#include <iostream>
#include <cassert>
#include <limits>
using namespace::std;
uint64_t gcd(uint64_t x, uint64_t y)
{
return ((x % y) == 0 ? y : gcd(y, x % y));
}
int main(int argc, char* argv[])
{
uint64_t MAX = 1; // 10^18, from the Problem constraints.
for (int i = 0; i < 18; i++)
{
MAX *= 10;
}
cout << 1 << endl;
// Choose A and B so that gcd(A, B) = A. A is mostly arbitrary.

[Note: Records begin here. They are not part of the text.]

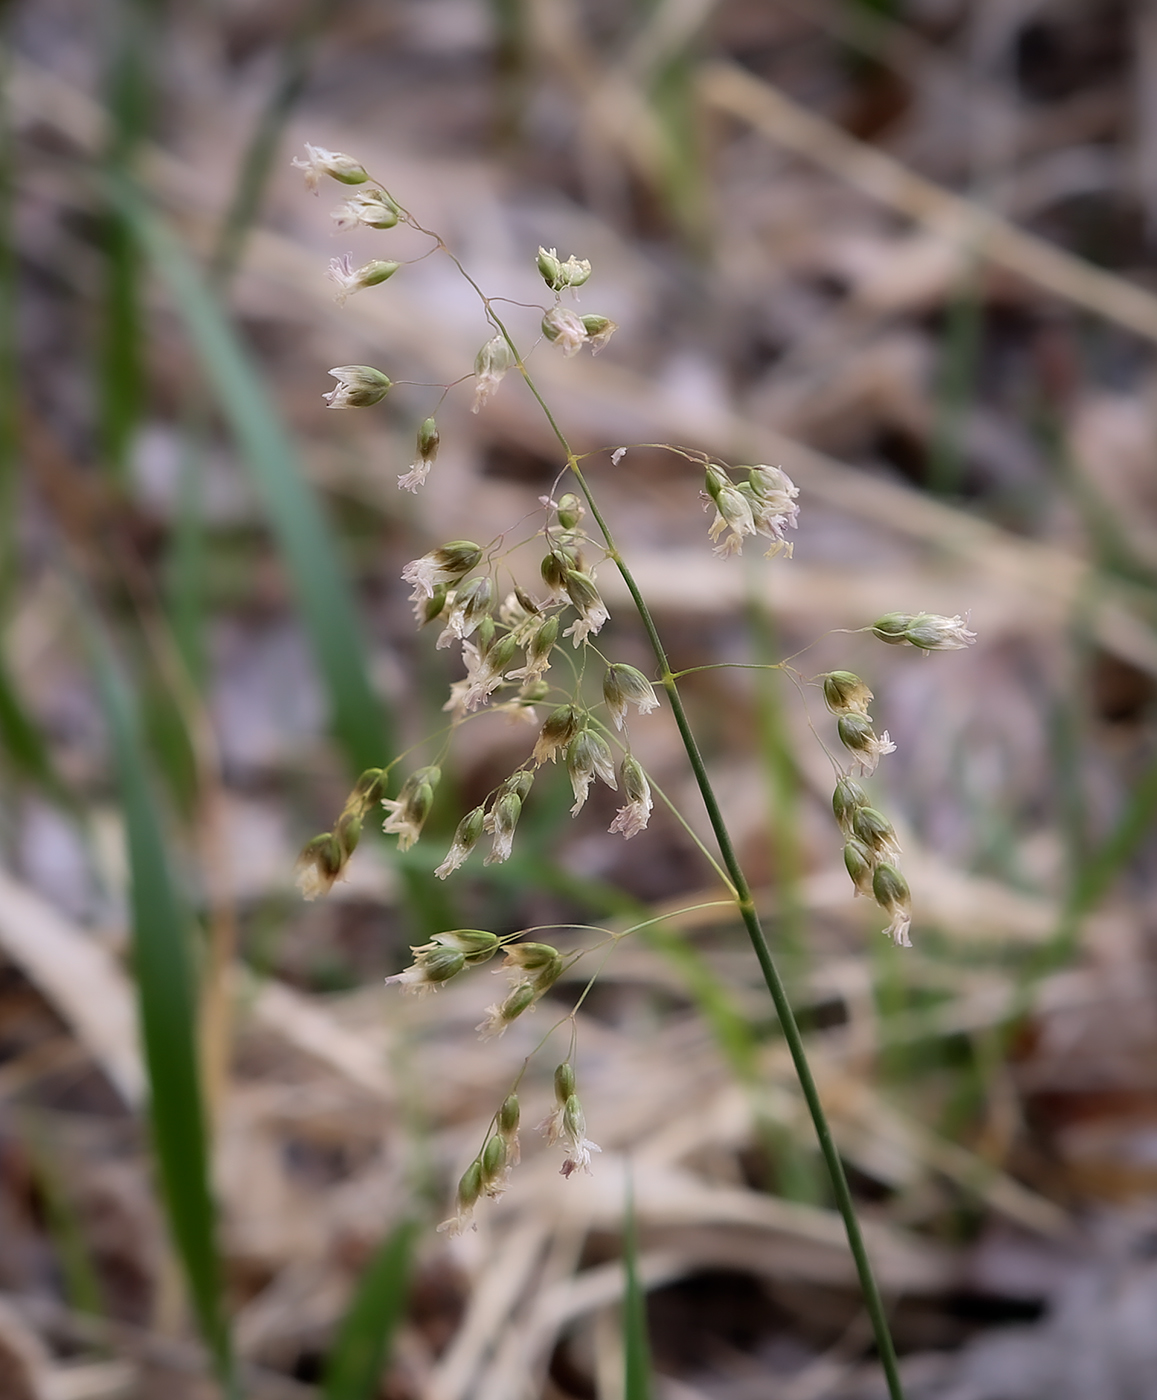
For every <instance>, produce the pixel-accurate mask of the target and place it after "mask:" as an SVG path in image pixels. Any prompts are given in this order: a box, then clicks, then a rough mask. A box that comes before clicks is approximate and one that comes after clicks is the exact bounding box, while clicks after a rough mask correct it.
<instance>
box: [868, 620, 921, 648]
mask: <svg viewBox="0 0 1157 1400" xmlns="http://www.w3.org/2000/svg"><path fill="white" fill-rule="evenodd" d="M915 620H916V619H915V617H913V615H912V613H884V616H882V617H878V619H877V620H875V622H874V623H873V627H871V633H873V636H874V637H878V638H880V640H881V641H887V643H888V645H889V647H902V645H903V644H905V643H906V641H908V637H906V633H908V629H909V627H910V626H912V623H913V622H915Z"/></svg>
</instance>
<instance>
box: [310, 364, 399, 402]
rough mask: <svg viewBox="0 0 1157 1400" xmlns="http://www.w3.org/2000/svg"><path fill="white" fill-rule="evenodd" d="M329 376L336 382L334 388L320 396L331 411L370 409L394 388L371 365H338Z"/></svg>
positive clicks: (393, 385)
mask: <svg viewBox="0 0 1157 1400" xmlns="http://www.w3.org/2000/svg"><path fill="white" fill-rule="evenodd" d="M329 374H331V375H333V378H335V379H336V381H338V386H336V388H333V389H331V391H329V393H324V395H322V399H325V402H326V405H328V406H329V407H331V409H371V407H373V406H374V405H375V403H381V400H382V399H384V398H385V396H387V393H389V391H391V389H392V388H394V384H392V381H391V379H388V378H387V377H385V375H384V374H382V372H381V370H375V368H374V367H373V365H371V364H339V365H338V367H336V370H331V371H329Z"/></svg>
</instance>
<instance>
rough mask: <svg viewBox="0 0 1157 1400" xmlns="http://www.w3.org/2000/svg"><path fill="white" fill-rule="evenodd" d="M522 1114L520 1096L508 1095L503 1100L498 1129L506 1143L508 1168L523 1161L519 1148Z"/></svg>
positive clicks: (514, 1094) (499, 1118)
mask: <svg viewBox="0 0 1157 1400" xmlns="http://www.w3.org/2000/svg"><path fill="white" fill-rule="evenodd" d="M521 1117H522V1113H521V1109H520V1106H518V1095H517V1093H508V1095H507V1096H506V1098H504V1099H503V1106H501V1107H500V1109H499V1114H497V1121H496V1124H494V1126H496V1127H497V1130H499V1135H500V1137H501V1140H503V1141H504V1142H506V1161H507V1163H508V1166H517V1165H518V1162H520V1161H521V1156H522V1154H521V1149H520V1147H518V1124H520V1121H521Z"/></svg>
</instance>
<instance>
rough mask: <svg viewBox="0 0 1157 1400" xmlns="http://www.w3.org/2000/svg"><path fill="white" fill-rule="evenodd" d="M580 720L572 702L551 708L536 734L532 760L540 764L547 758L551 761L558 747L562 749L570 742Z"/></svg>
mask: <svg viewBox="0 0 1157 1400" xmlns="http://www.w3.org/2000/svg"><path fill="white" fill-rule="evenodd" d="M581 722H583V717H581V715H580V714H578V711H577V710H576V708H574V706H573V704H560V706H559V707H557V708H556V710H552V711H550V714H548V715H546V722H545V724H543V725H542V729H541V731H539V735H538V743H535V746H534V755H532V757H534V762H535V763H536V764H539V766H541V764H543V763H546V760H548V759H549V760H550V763H553V762H555V759H556V757H557V753H559V749H564V748H566V746H567V745H569V743H570V741H571V739H573V738H574V735H576V734H577V732H578V727H580V724H581Z"/></svg>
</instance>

const uint64_t A = 10'000'000'000ULL;
const uint64_t B = A;
// Choose C so that:
// i) gcd(A, B) (= A) is co-prime to C (i.e. so that d - note the capitalisation! = 1);
// ii) gcd(A, B) (= A) * gcd(C, D) (= C) overflows a uint64_t and ends up fairly "small" -
// <= 10^18, at least!
uint64_t C = std::numeric_limits<uint64_t>::max() / A + 1;
while (gcd(A, C) != 1)
{
C++;
}
const uint64_t D = C;
// (A * C) overflows a uint64_t - set K to this number, +1.
const uint64_t K = A * C + 1;
// Check we haven't exceeded the constraints.
assert(1 <= A && A <= MAX);
assert(1 <= B && B <= MAX);
assert(1 <= C && C <= MAX);
assert(1 <= D && D <= MAX);
assert(1 <= K && K <= MAX);
cout << A << " " << B << " " << C << " " << D << " " << K << endl;
return 0;
}
Thanks @ssjgz for the detailed explaination, really appreciate your effort.
One last doubt, since d1 * d2 can exceed the limit of the long, how is (d1 > k/d2) stopping that to happen in the if block ?
Because in the else block, we are doing (k / (d1*d2)), which means we are certain that here (d1 * d2) won’t exceed the long limit.